As German journalist and Rome correspondent Paul Badde revealed recently in an interview with LifeSiteNews, Cardinal Kasper was among the cardinals who plotted, during the 2005 Conclave, against the election of Cardinal Joseph Ratzinger. Cardinal Joachim Meisner – who later became one of the four dubia cardinals – had been informed at that time by Badde and he fought this conspiracy during the Conclave by informing other cardinals about this plot. The result was that Cardinal Ratzinger became Pope Benedict XVI. This plot against Ratzinger, as it became later known, was organized by the so-called “Sankt Gallen Group.”
Another important aspect is that the spiritual father of this “Sankt Gallen Group,” Cardinal Carlo Martini, himself is said to have put pressure on Pope Benedict to resign. As La Stampa’s Vatican Insider reported in 2015, the confessor of Cardinal Martini, Fr. Silvano Fausti, revealed that Cardinal Martini spoke with Benedict in June 2012, that “the time had come for him to resign because the Roman Curia seemed irreformable: ‘it’s right now, one cannot do anything here.’”
The same Vatican Insider article also reported that Bergoglio already had a significant number of supporters during the 2005 Conclave that then elected Ratzinger.

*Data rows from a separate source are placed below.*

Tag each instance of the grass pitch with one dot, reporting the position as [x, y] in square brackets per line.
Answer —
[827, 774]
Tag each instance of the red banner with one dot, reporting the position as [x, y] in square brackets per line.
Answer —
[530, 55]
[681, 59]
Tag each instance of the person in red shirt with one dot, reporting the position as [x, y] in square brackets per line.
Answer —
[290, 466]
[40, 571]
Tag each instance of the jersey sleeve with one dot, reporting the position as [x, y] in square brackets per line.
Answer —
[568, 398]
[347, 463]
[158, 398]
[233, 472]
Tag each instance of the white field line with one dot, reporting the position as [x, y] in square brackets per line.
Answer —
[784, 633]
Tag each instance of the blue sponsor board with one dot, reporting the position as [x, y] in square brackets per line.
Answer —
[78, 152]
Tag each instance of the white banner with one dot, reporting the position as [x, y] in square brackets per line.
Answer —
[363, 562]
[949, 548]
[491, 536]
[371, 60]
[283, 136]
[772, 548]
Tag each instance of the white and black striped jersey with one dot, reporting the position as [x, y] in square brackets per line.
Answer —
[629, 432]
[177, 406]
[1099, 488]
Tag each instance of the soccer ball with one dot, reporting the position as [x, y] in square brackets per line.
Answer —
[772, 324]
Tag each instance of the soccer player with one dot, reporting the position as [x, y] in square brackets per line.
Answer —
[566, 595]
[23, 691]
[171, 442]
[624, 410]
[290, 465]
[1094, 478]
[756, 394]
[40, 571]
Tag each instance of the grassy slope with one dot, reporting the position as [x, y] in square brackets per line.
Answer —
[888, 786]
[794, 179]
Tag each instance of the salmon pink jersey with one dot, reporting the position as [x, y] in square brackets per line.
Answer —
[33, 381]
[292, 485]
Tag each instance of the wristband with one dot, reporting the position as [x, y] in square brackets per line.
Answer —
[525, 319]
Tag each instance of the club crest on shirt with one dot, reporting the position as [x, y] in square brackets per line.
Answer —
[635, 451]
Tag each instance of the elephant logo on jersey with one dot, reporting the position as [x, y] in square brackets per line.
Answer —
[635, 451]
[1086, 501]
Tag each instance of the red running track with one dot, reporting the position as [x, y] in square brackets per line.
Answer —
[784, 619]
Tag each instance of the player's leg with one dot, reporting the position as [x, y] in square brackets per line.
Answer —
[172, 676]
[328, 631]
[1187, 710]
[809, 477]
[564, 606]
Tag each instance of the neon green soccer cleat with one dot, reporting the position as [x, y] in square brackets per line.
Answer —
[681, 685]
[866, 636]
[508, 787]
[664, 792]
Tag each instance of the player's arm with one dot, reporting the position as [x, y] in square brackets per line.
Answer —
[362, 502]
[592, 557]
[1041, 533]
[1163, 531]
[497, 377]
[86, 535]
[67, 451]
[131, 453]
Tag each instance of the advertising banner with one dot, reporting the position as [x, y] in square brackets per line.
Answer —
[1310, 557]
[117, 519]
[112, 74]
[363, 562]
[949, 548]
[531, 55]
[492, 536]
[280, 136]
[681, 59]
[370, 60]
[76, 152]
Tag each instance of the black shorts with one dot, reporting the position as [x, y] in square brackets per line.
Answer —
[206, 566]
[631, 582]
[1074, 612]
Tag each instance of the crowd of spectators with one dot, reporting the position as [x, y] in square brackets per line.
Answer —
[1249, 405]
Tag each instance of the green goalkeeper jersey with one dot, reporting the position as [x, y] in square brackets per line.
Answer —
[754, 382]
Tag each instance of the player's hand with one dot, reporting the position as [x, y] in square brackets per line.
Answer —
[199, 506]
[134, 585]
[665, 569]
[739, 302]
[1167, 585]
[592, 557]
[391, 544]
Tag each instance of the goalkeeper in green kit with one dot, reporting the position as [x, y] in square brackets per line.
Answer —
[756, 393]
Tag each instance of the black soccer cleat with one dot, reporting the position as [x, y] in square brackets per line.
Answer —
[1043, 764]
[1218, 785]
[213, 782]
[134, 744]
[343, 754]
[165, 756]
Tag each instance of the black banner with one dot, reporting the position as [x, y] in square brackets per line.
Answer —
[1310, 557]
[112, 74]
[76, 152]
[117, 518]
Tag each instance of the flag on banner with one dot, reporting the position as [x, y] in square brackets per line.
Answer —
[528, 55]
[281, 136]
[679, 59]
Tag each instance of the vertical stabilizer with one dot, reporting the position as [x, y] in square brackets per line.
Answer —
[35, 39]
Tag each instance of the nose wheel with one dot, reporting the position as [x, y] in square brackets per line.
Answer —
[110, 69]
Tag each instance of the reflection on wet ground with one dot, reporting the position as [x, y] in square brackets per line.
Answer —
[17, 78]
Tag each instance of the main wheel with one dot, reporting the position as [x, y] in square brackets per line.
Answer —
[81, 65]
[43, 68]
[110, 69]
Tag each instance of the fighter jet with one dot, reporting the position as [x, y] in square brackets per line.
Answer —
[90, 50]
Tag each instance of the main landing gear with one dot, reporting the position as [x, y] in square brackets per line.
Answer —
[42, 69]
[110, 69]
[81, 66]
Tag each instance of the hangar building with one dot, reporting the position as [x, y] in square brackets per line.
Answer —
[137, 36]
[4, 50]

However, as Austen Ivereigh revealed in his 2014 book, The Great Reformer, it was Cardinal Kasper who, together with Cardinal Cormac Murphy-O’Connor (another member of the Sankt Gallen Group, but he was then too advanced in age to participate in the Conclave), helped – as a “Team Bergoglio” – to promote the election of Jorge Bergoglio in 2013. (The Sankt Gallen Group officially stopped meeting in 2006, but the collaboration obviously continued.)

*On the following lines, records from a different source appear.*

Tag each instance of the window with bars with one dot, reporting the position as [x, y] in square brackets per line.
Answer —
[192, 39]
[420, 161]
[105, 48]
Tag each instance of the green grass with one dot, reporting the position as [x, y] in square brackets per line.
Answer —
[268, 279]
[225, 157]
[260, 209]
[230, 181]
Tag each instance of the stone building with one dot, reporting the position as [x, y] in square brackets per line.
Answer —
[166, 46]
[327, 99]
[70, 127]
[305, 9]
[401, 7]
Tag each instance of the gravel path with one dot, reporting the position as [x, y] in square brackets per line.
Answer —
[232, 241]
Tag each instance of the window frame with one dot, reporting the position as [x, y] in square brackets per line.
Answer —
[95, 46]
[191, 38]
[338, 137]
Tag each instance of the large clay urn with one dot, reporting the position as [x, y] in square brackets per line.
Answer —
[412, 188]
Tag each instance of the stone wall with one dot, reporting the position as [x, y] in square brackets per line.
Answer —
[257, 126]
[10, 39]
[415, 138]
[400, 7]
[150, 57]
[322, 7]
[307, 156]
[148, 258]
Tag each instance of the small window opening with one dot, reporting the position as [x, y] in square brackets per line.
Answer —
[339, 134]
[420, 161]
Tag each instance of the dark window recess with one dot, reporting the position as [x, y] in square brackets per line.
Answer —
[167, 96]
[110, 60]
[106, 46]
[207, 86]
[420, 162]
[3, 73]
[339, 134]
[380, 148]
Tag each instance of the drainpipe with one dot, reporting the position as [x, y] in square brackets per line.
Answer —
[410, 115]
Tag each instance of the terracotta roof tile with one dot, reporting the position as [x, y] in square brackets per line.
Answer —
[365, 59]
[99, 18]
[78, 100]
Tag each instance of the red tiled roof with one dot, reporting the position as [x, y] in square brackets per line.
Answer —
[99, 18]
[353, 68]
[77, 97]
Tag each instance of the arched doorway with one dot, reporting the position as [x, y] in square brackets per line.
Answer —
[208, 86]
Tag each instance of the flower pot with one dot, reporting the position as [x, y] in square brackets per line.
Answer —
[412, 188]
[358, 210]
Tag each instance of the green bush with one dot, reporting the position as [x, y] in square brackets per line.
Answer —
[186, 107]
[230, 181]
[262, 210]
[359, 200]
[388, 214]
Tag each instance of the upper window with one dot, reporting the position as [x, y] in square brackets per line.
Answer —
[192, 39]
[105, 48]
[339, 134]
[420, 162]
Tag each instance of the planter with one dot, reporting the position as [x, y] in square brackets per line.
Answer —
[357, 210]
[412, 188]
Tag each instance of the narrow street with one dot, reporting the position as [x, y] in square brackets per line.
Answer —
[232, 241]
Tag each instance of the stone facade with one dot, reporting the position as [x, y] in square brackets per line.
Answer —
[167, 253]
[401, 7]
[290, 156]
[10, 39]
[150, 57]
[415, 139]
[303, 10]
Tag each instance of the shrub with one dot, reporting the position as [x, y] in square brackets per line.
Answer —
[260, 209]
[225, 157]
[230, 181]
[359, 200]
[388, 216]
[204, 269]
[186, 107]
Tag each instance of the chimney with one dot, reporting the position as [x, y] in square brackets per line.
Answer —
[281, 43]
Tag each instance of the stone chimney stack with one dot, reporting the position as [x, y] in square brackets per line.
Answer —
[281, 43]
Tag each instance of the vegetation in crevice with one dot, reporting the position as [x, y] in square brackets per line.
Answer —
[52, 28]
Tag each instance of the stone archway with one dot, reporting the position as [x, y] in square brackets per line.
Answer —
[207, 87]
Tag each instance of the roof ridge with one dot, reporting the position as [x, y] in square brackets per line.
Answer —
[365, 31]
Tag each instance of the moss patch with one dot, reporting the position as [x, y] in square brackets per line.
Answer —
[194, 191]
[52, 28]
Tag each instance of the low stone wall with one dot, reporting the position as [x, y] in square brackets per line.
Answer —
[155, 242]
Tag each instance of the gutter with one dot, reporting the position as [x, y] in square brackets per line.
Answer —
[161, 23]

As Ivo Fürer – the Swiss bishop who hosted the meetings of the Sankt Gallen Group in Sankt Gallen until 2006 – stated in a press release in 2015: “The election of Pope Francis in 2013 (115 Cardinals) corresponded to the goals of the group in St. Gallen – it says so in the biography of Cardinal Danneels. This is being confirmed by Bishop Ivo Fürer who never hid his joy about the election of the Argentine.”
As Giuseppe Nardi commented in his own report on the above-mentioned new ARD and Il Fatto Quotidiano interviews with Cardinal Kasper: “The interviews show a certain nervousness which can be seen in connection with the recent abuse scandals and a dubious way of life of bishops and cardinals which have come to light in the recent 12 months and which, in different ways, do not show Pope Francis in the best light.” Nardi mentioned the Pope’s seeming failure to address the problems of misconduct or abuse, as well as “his protecting potential offenders” and the fact that those involved bishops and cardinals “are close to Pope Francis.”

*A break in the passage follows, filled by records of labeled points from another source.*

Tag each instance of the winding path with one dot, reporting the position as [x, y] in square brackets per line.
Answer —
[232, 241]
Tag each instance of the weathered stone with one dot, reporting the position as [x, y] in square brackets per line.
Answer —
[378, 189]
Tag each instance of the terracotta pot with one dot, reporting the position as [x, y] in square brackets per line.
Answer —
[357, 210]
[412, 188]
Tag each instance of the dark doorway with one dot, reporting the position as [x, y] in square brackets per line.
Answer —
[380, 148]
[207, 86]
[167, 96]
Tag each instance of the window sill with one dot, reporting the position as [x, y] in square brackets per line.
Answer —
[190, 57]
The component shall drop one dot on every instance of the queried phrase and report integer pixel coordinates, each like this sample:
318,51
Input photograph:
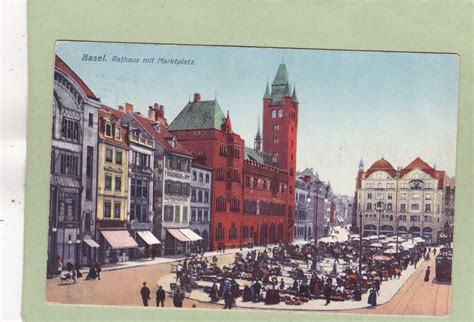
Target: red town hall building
252,188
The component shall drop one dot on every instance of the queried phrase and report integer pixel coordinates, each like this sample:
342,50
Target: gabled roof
199,115
253,155
61,65
161,136
381,165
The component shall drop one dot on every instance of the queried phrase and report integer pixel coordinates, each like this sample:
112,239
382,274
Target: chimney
151,113
128,108
161,111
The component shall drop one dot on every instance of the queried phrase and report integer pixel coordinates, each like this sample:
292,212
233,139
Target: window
199,195
177,214
117,210
91,119
118,157
107,209
168,213
70,129
118,132
118,183
89,161
69,164
108,182
108,155
233,232
185,214
108,129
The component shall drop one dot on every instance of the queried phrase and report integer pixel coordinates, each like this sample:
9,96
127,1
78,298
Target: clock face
416,184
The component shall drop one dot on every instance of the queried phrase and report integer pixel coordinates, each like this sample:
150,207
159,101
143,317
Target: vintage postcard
252,178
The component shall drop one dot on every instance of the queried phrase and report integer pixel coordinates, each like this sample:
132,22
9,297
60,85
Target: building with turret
414,200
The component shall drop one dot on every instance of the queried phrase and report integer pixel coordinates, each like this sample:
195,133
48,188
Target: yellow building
112,188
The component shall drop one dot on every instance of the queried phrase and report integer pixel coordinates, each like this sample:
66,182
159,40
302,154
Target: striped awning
148,237
90,242
64,181
119,239
176,233
191,235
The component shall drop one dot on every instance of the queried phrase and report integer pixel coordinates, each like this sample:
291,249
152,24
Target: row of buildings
126,185
415,200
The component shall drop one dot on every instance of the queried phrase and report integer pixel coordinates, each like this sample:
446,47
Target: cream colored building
412,200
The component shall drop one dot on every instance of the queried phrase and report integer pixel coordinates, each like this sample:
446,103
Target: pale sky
352,104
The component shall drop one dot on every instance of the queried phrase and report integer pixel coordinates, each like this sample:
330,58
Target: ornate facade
414,200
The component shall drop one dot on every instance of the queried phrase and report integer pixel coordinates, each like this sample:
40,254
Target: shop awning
119,239
176,233
191,235
148,237
65,181
90,242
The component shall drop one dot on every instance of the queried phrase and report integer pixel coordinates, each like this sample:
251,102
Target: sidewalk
169,259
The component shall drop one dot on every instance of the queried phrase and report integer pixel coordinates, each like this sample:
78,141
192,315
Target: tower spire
267,92
293,96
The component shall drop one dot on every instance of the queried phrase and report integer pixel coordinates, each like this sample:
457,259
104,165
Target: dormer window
108,129
118,132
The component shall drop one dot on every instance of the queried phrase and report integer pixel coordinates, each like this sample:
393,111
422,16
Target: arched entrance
205,240
280,232
386,230
263,233
370,230
428,234
272,233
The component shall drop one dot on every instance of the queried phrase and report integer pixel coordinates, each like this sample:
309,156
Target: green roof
252,154
199,116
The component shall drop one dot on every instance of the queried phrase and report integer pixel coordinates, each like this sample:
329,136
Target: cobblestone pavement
121,287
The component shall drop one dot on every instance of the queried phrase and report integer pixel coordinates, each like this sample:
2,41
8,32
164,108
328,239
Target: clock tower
280,131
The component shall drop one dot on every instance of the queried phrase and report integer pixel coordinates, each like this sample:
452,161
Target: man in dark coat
427,274
328,293
145,293
256,291
160,297
178,298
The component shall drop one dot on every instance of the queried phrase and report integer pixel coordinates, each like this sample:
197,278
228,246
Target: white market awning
148,237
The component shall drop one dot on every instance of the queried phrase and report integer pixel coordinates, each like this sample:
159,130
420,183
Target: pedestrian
145,293
178,298
228,299
328,293
373,297
427,274
98,269
256,291
160,297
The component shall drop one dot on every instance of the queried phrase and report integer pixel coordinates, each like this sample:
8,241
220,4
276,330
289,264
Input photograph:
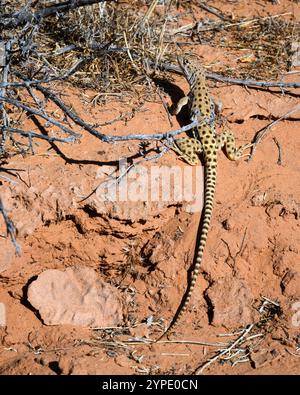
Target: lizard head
190,70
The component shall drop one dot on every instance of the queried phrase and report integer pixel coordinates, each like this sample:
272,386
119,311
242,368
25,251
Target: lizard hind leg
188,149
227,140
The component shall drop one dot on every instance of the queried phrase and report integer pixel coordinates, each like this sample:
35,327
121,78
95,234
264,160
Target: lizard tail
210,186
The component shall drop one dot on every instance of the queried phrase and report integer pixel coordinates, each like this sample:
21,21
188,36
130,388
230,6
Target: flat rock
76,296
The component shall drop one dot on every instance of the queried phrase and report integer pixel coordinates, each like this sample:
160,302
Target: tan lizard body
207,142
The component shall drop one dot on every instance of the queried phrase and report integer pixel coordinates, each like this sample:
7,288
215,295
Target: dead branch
23,16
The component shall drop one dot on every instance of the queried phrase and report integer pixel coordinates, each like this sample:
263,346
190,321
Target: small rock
291,284
260,358
231,301
7,254
76,297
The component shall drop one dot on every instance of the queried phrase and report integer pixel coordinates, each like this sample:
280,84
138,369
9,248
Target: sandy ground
144,248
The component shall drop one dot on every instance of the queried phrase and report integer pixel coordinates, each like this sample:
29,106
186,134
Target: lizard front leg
227,140
188,149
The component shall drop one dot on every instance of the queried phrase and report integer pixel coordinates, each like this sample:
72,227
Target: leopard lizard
206,142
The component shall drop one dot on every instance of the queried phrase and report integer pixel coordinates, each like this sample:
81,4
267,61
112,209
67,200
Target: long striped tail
210,186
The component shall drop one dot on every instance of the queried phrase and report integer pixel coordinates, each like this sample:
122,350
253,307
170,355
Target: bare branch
25,16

Nardi sees that there is now an attempt in defending Pope Francis by influential media and circles, such as The New York Times, that try to make out a sort of “conspiracy” against Pope Francis, as if there existed, so to speak, a “conservative secretive circle of Sankt Gallen.” “Of such, however,” says Nardi, “there are no signs.”
Nardi concluded: “Kasper’s interventions show that, with the coming closer of the Abuse Summit (in Rome) at the end of February – which is being shadowed by new abuse scandals – the tension is increasing in the circles around the Pope.”